API scheduled the press event in the wake of two of Washington’s most prominent Republicans—GOP presidential nominee Mitt Romney and House Energy and Commerce Chairman Fred Upton, R-Mich.—explicitly saying that at least some oil and gas tax breaks would likely be eliminated as part of overall corporate tax reform that Congress hopes to tackle next year.
“If we get that tax rate from 35 percent down to 25 percent, why, that $2.8 billion [of oil and gas tax breaks] is on the table,” Romney said during last week’s debate with President Obama in Denver. “Of course, it’s on the table. That’s probably not going to survive, [if] you get that rate down to 25 percent.”
During a debate with his Democratic challenger Mike O’Brian on Sunday, Upton sounded a similar tune: “Let’s look at the oil and gas subsidies and let's take them away. Let’s let them compete just like everyone else at the same level.”
The comments by Romney and Upton represent a stark change in tone. Over the past year or more since Washington policymakers started to talk seriously about cutting the federal deficit and reforming the tax code, Republican politicians and officials from the oil and gas industry have repeatedly said that the sector’s tax breaks should be “on the table” — a politically appealing term that often doesn’t really mean much. But the Romney and Upton remarks make the bargaining on that metaphorical table sound potentially much more real and more imminent than ever before. That’s making API officials nervous.
When asked whether they would prefer corporate tax reform to not happen at all, about 10 seconds went by before either Comstock or Brian Johnson, API’s top tax lobbyist, responded at all.
“Tax reform will be a complicated process,” Comstock finally said. “There will be a lot of things that we don’t know will happen. I think our members are wary of how that process will take place. But they are absolutely willing to be at the table and engaged in it should it come about.”

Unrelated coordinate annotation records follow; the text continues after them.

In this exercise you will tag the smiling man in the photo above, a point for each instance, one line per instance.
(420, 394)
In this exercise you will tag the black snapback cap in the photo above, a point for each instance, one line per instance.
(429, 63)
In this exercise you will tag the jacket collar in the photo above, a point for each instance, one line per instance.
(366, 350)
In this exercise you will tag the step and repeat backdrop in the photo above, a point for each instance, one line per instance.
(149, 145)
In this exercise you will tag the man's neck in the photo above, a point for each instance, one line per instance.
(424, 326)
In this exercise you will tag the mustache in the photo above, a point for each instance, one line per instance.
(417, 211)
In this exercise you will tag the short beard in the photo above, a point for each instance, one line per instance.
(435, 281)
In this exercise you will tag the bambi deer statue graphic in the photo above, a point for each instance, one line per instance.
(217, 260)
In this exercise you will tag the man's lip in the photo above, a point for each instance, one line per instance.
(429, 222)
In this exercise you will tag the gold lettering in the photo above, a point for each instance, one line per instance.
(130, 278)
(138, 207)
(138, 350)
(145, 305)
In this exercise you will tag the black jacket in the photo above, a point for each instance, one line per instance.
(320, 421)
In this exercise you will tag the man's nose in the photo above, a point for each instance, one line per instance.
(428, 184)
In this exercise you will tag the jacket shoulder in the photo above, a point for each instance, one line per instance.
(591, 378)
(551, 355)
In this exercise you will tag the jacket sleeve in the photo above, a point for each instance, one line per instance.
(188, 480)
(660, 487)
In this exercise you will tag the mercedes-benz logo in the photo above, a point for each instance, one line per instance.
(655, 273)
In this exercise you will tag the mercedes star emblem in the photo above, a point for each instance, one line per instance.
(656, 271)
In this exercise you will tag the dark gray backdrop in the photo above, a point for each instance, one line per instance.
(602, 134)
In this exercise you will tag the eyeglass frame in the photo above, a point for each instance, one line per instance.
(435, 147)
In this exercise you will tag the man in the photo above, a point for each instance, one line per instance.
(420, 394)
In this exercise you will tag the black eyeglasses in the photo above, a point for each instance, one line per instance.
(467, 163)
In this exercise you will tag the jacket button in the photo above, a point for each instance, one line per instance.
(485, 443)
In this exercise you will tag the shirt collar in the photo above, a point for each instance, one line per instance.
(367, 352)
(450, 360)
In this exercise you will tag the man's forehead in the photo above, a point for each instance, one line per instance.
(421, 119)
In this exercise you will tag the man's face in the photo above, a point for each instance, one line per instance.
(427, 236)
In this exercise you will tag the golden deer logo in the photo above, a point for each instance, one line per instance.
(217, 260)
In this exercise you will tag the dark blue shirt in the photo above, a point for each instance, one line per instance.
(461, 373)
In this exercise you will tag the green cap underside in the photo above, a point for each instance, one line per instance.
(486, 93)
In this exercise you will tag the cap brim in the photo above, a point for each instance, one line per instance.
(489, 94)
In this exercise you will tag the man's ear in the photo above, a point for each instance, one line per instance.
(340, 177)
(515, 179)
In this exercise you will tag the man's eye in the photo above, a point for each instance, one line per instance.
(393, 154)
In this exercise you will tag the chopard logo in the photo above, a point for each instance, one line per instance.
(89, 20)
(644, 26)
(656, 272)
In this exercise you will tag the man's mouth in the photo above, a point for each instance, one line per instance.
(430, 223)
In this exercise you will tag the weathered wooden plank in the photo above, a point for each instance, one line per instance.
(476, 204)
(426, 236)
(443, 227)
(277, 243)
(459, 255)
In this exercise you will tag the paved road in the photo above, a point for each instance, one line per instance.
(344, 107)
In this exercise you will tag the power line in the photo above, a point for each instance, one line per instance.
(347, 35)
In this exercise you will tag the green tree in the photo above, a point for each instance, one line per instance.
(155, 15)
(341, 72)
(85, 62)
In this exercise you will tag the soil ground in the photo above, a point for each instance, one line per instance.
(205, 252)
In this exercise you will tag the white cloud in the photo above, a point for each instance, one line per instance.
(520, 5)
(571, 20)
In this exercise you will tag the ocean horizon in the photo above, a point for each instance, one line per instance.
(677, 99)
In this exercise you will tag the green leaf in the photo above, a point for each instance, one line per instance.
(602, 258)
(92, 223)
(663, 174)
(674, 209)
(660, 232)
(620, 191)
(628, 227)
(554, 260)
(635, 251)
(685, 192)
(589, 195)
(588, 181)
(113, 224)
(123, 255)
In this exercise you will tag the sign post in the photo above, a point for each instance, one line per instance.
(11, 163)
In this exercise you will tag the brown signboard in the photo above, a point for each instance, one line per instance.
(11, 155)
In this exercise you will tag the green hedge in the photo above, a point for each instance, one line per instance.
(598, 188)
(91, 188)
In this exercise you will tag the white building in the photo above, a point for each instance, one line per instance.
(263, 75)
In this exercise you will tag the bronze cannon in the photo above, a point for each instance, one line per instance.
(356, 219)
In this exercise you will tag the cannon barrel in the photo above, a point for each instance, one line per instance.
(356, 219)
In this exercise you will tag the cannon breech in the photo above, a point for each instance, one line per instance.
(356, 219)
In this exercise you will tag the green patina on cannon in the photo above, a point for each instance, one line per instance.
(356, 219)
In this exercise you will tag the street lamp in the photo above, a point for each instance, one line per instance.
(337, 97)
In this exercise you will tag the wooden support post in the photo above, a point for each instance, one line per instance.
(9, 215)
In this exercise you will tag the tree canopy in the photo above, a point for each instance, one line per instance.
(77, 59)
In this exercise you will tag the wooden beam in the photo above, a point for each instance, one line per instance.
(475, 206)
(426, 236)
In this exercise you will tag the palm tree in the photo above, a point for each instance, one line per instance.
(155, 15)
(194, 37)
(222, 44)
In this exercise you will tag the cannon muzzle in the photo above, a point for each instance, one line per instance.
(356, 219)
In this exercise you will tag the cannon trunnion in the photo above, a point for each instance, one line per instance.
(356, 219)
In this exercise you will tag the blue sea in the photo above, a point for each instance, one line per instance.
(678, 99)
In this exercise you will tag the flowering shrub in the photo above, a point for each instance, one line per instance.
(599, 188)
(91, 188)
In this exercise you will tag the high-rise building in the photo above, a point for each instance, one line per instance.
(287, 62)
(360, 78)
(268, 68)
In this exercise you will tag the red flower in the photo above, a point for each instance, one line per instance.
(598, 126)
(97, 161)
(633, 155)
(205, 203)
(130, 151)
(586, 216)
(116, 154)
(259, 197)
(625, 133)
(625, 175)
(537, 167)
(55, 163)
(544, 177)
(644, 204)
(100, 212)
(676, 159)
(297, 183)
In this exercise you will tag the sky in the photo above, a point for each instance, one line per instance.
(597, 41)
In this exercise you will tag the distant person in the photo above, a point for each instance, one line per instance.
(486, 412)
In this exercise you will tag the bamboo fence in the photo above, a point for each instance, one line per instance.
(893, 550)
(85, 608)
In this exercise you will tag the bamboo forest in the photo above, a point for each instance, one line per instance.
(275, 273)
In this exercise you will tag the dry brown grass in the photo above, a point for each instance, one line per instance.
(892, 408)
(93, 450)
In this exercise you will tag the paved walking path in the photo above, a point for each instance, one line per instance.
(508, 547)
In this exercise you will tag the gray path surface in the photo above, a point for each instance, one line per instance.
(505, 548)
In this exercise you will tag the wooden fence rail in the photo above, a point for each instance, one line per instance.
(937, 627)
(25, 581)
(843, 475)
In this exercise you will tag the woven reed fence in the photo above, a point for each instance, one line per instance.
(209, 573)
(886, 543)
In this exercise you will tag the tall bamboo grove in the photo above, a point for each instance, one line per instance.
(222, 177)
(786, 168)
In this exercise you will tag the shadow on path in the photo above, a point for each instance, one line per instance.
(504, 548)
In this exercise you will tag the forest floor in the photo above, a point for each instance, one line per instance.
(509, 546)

Neither Comstock nor Johnson would comment specifically on Upton’s or Romney’s comments.
Defining what exactly is an oil and natural-gas tax break (or subsidy or tax credit) is a moving target and seems to change depending on one’s political motivations. According to an Energy Information Administration report from 2011 — the one Romney cited in the Denver debate — the oil and gas industry gets about $2.8 billion in tax deductions a year. President Obama and environmental groups put that number closer to $4 billion, in large part because they include a manufacturing tax credit that goes to a wide range of industries, including the oil and gas sector.
During the press briefing, Comstock and Johnson refused to get into details about which specific tax breaks they would consider eliminating, noting that such detailed conversations were premature since no actual corporate tax-reform legislation exists yet.
“We are up there [on Capitol Hill] educating them on what the provisions are,” Comstock said. “We recognize that not everyone understands what IDC [intangible drilling costs] are. We recognize that not everyone understands what tertiary injectants are. We’re up there explaining them and how they fit into the context and how they drive their place in the economy.”
Johnson also warned that Congress should not use the oil and gas industry’s tax breaks to offset sequestration during the lame-duck session, a consideration that has come up in Washington.
“There’s this idea for this potential tax reform before tax reform,” Johnson said. “If it’s tax reform before tax reform without a lower rate, it’s a tax increase. We certainly oppose all targeted tax increases on the industry.”
The oil-industry trade group has spent about $3.44 million lobbying Congress this year (compared to $8.6 million last year), according to data compiled by the Center for Responsive Politics. The top issue API is lobbying on? Taxes.